A top story in the Washington Post last Saturday concerned Chinese banks. It was badly misleading, to the point of almost seeming intentional.
The article leads with the claim that “new lending by Chinese banks has injected $1.3 trillion into the world economy.” That is the figure injected into the Chinese economy, for the benefit of Chinese producers. These producers then ramp up output, pushing out more exports and, at home, displacing foreign imports. At the moment, this probably harms the world economy.

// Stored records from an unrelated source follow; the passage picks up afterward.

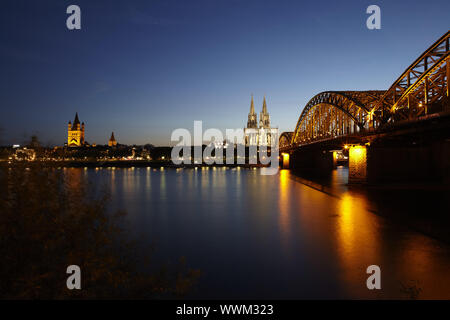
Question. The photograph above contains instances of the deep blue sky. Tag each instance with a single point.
(144, 68)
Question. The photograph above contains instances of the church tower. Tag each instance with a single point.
(264, 118)
(252, 117)
(112, 141)
(75, 133)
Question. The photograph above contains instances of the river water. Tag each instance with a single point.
(256, 236)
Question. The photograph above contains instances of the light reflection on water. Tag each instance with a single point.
(257, 236)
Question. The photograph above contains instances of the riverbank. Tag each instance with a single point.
(127, 164)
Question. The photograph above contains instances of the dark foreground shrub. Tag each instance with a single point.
(48, 223)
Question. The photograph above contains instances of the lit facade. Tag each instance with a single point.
(112, 141)
(75, 133)
(262, 134)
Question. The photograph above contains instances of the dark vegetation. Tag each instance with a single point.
(48, 222)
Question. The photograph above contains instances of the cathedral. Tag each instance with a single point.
(75, 133)
(259, 135)
(112, 141)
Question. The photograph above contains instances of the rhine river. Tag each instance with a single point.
(256, 236)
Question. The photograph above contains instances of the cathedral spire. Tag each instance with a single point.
(76, 121)
(252, 106)
(264, 106)
(252, 121)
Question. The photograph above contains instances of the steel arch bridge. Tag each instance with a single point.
(421, 90)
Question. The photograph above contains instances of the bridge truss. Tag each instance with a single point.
(421, 90)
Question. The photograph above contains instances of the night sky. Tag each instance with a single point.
(144, 68)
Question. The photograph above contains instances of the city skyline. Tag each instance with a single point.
(180, 62)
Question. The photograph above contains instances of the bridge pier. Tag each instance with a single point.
(312, 161)
(357, 164)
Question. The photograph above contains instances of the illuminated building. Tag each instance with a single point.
(112, 141)
(259, 135)
(75, 133)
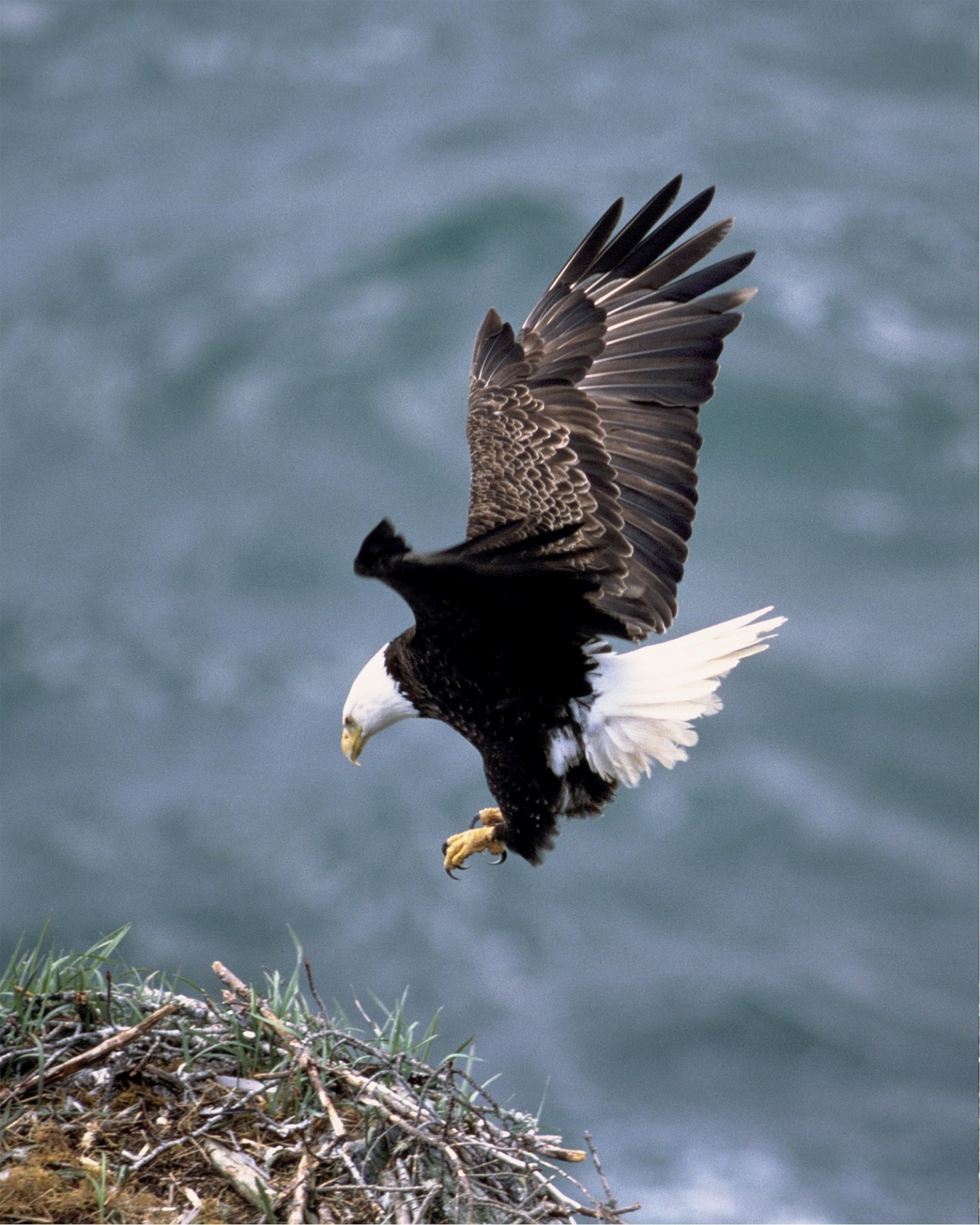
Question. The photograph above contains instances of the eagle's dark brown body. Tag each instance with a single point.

The small fraction of Chinese lending that goes overseas is dominated by a single purpose– acquisition of foreign mineral resources and stakes in foreign companies by Chinese state-owned firms. China’s foreign loans smooth the way for these acquisitions in Africa, Australia, and elsewhere, with all other lending goals typically an afterthought.
The link made by the Post between loans and China’s holdings of Treasuries is tenuous, at best. One reason: China’s official reserves do not include foreign currency held at banks, so that bank lending has no direct connection to official Chinese holdings of American bonds.
Finally, praise is heaped on the rapid expansion of Chinese lending in a tough period for the global economy. We have recently seen the results of a rapid expansion of American lending in a seemingly better time. The correct question is not how good Chinese lending supposedly is for the global economy, but how much damage a popped Chinese financial bubble would do.